Talé, der ehemalige Parlamentarier, drückte es anders aus. „Wenn iranische Diplomaten⁢ Flexibilität zeigen, wird Trump mutiger“, sagte ⁤er. „Deshalb darf der Iran als souveräne Nation keiner ausländischen Macht, ⁤einschließlich Amerikas, nicht kapitulieren.“

Dringender Appell: Bewohner sollen Teheran verlassen

Der⁣ Nationale Sicherheitsrat​ des Iran hat⁢ die Bewohner aufgefordert,​ die Hauptstadt ⁣Teheran zu verlassen.

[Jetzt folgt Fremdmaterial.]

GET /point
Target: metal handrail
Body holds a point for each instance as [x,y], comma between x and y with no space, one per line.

Dies wurde von ⁣Al Jazeera ​gemeldet, wie von UNN ⁣berichtet.

Infolge der aktuellen Situation sollten ⁢Sie, ‌soweit möglich und unter Beibehaltung der Ruhe, in andere Orte⁢ und Städte umziehen, wenn Sie eine solche‍ Möglichkeit haben, erklärte das Sicherheitsorgan des Landes in einer Stellungnahme.

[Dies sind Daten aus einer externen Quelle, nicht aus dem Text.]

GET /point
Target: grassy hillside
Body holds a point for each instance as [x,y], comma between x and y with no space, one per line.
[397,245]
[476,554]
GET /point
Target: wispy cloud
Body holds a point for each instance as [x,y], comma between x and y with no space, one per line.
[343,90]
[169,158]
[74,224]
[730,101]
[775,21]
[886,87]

Am 28. ‌Februar führten Israel und die Vereinigten Staaten eine‍ gemeinsame Militäroperation durch, bei der 30 Ziele‌ im Iran angegriffen wurden, berichtete UNN.​ Die israelische Armee griff auch Ziele der Hisbollah im Süden des‍ Libanon an.

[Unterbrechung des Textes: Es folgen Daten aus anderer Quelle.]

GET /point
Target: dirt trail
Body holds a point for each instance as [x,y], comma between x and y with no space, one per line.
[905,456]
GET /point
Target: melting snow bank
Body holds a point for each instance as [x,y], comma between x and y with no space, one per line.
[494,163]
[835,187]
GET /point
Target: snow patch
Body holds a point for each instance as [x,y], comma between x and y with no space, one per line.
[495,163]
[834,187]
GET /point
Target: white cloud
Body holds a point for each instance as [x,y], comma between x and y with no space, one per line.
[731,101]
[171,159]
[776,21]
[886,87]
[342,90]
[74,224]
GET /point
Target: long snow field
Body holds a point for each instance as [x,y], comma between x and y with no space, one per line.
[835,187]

Später wurde bekannt, dass die Militäroperation der USA und Israels gegen den ‌Iran seit mehreren Monaten gemeinsam geplant war. Es wurde auch berichtet, dass unter den betroffenen Zielen in Teheran⁢ der Präsidentenplatz und das Hauptquartier des Geheimdienstes waren.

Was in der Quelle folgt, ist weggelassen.